Multiple Hive clusters

Capppo · March 15, 2022, 6:11pm

Connector documentation says:
You can have as many catalogs as you need, so if you have additional Hive clusters, simply add another properties file to etc/catalog with a different name, making sure it ends in .properties . For example, if you name the property file sales.properties , Trino creates a catalog named sales using the configured connector.
This is not true by default, all catalogs have the same “hive” name: there are some parameters to set or it’s a bug?

hashhar · March 17, 2022, 11:09am

Can you share the following?

directory listing of etc/catalog? e.g. ls -R etc/catalog
content of the catalog config files you see are showing up as hive
output of SHOW CATALOGS

I’m unable to reproduce this however having more information would help see what this is about.

Capppo · March 17, 2022, 2:49pm

I copied below the complete output that you asked for, plus a query from the Postgres DB used by the hive metastore service. As you can see, the catalog name is always “hive” and not “minio” and “tebi” as aspected. So, listing the schemas for “minio” or “tebi” catalog in Trino, shows both schemas, but it’s not true.

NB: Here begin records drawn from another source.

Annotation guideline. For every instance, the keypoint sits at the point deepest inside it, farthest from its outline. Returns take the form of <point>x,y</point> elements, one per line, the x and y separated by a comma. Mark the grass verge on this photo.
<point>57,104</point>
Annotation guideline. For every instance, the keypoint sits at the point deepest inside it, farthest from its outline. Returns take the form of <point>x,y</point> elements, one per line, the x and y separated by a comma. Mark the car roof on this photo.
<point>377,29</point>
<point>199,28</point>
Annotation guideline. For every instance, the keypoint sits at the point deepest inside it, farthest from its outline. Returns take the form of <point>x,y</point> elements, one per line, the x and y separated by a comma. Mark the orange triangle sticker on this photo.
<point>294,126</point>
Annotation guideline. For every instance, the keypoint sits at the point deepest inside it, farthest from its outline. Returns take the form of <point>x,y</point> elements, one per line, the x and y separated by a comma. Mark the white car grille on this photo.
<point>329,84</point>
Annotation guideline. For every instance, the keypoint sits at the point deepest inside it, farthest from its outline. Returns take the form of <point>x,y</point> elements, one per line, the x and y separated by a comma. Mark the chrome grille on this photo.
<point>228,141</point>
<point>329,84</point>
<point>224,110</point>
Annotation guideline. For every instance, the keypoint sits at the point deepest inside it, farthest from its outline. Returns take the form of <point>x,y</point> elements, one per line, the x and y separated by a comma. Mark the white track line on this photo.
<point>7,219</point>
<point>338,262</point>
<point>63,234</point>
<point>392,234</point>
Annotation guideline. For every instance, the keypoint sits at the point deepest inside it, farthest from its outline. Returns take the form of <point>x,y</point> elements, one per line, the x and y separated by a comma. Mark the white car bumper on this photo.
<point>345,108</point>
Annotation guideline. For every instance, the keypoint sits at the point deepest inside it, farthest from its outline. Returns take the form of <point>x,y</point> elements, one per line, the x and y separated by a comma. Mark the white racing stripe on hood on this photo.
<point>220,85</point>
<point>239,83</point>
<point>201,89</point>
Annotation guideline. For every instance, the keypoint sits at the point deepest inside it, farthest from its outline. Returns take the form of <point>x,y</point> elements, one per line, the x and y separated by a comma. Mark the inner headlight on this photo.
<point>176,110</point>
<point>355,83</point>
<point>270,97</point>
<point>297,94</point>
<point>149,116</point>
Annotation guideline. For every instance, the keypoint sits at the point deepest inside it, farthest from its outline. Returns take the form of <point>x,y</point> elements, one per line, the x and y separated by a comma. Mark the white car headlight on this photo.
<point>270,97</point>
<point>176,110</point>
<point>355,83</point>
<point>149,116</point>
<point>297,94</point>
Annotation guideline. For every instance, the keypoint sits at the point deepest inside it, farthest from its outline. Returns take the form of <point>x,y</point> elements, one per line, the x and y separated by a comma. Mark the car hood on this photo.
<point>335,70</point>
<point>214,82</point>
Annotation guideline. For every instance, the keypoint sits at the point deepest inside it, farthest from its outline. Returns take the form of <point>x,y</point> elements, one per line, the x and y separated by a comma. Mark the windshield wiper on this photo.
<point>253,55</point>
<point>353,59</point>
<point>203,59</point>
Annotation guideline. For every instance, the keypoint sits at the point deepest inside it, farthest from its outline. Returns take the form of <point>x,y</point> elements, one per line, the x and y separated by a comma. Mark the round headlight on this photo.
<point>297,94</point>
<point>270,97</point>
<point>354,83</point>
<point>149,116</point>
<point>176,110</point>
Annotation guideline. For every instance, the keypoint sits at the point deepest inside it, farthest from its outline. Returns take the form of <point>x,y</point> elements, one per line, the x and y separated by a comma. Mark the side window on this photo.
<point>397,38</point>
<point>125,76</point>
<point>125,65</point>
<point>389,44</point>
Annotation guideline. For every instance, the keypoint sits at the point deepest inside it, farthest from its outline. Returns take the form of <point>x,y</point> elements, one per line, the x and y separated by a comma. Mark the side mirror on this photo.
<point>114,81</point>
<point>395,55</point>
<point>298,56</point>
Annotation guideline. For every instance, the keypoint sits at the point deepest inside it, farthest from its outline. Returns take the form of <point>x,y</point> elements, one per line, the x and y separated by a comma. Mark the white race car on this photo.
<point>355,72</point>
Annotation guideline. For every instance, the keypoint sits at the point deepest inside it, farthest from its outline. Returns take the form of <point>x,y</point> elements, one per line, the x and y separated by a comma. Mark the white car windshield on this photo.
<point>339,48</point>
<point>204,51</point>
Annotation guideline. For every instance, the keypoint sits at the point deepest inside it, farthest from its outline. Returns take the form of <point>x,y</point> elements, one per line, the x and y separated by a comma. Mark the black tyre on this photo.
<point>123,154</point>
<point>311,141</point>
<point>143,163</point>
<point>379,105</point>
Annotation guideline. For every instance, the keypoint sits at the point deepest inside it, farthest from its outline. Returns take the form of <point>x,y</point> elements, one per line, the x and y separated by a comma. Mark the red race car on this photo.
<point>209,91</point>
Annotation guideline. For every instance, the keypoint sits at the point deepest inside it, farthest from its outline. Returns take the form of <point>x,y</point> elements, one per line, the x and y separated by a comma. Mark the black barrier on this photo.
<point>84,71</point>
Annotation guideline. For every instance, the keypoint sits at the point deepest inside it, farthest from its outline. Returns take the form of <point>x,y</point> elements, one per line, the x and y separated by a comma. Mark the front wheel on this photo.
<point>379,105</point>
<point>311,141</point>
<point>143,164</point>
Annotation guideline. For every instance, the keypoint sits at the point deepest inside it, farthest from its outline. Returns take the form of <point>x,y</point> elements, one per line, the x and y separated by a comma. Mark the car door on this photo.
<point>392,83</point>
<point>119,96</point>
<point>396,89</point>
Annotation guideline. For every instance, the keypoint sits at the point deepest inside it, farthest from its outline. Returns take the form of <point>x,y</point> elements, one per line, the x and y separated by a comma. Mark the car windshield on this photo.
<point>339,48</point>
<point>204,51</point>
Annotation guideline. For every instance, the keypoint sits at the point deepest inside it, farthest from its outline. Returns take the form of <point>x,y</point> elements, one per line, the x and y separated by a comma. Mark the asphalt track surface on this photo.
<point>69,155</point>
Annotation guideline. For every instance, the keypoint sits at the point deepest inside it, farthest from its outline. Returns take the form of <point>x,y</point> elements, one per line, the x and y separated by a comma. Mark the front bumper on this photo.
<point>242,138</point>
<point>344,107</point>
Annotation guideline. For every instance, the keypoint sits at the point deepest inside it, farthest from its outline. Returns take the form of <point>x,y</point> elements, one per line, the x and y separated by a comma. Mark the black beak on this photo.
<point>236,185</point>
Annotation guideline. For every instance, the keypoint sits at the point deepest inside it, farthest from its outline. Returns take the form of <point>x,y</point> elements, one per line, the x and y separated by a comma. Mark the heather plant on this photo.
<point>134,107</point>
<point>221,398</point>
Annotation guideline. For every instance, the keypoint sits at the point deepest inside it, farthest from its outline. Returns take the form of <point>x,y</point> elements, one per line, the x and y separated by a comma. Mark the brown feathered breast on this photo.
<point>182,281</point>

alydb.properties  jmx.properties  memory.properties  minio.properties  mysql.properties  postgresql.properties  tebi.properties  tpcds.properties  tpch.properties

[trino@e94548729edd catalog]$ cat minio.properties
connector.name=hive
hive.metastore.uri=thrift://hive:9083
hive.metastore.username=metastore
hive.s3.aws-access-key=******
hive.s3.aws-secret-key=******
hive.s3.endpoint=http://minio:9009
hive.s3.path-style-access=true
hive.s3select-pushdown.enabled=true
hive.s3.ssl.enabled=true
hive.allow-drop-table=true
hive.max-partitions-per-writers=100
hive.storage-format=PARQUET

[trino@e94548729edd catalog]$ cat tebi.properties
connector.name=hive
hive.metastore.uri=thrift://hive:9083
hive.metastore.username=metastore
hive.s3.aws-access-key=*********
hive.s3.aws-secret-key=**********
hive.s3.endpoint=https://s3.tebi.io
hive.s3.path-style-access=true
hive.s3select-pushdown.enabled=true
hive.s3.ssl.enabled=true
hive.allow-drop-table=true
hive.max-partitions-per-writers=100
hive.storage-format=PARQUET

trino> show catalogs;
  Catalog   
------------
 alydb      
 jmx        
 memory     
 minio      
 mysql      
 postgresql 
 system     
 tebi       
 tpcds      
 tpch       
(10 rows)

Query 20220317_142635_00000_9vqde, FINISHED, 1 node
Splits: 7 total, 7 done (100.00%)
1.09 [0 rows, 0B] [0 rows/s, 0B/s]


trino> show schemas from minio;
       Schema       
--------------------
 default            
 information_schema 
 tpcds_minio        
 tpcds_tebi         
(4 rows)

Query 20220317_142931_00004_9vqde, FINISHED, 1 node
Splits: 7 total, 7 done (100.00%)
0.22 [4 rows, 66B] [17 rows/s, 296B/s]

trino> show schemas from tebi;
       Schema       
--------------------
 default            
 information_schema 
 tpcds_minio        
 tpcds_tebi         
(4 rows)

Query 20220317_142944_00005_9vqde, FINISHED, 1 node
Splits: 7 total, 7 done (100.00%)
0.23 [4 rows, 66B] [17 rows/s, 289B/s]


From postgresql hive metastore:

SELECT  "DB_ID", "DB_LOCATION_URI", "NAME",  "OWNER_NAME",
 "OWNER_TYPE", "CTLG_NAME" FROM public."DBS";


1	file:/user/hive/warehouse	                default 	public	ROLE	hive
3	file:/user/hive/warehouse/tpcds_minio.db	tpcds_minio	admin	USER	hive
4	file:/user/hive/warehouse/tpcds_tebi.db	    tpcds_tebi	admin	USER	hive

hashhar · March 17, 2022, 6:47pm

Interesting usecase.

It seems you are sharing both the same Hive metastore service and the backing database for both of these catalogs. Only the storage provider/location is different.

I don’t think this is something that can be supported since the Hive metastore service would simply reply with all the schemas and tables it can find in the metastore DB since it doesn’t know that there are logically two different Hive “catalogs”.

I do expect things to work but they mail also fail in surprising ways. Also it seems you cannot provide multiple storage paths (fs.s3a.endpoint) in metastore-site.xml of a single HMS instance.

You might want to use two different metastore services, each pointing to a different database for the usecase you are trying to target.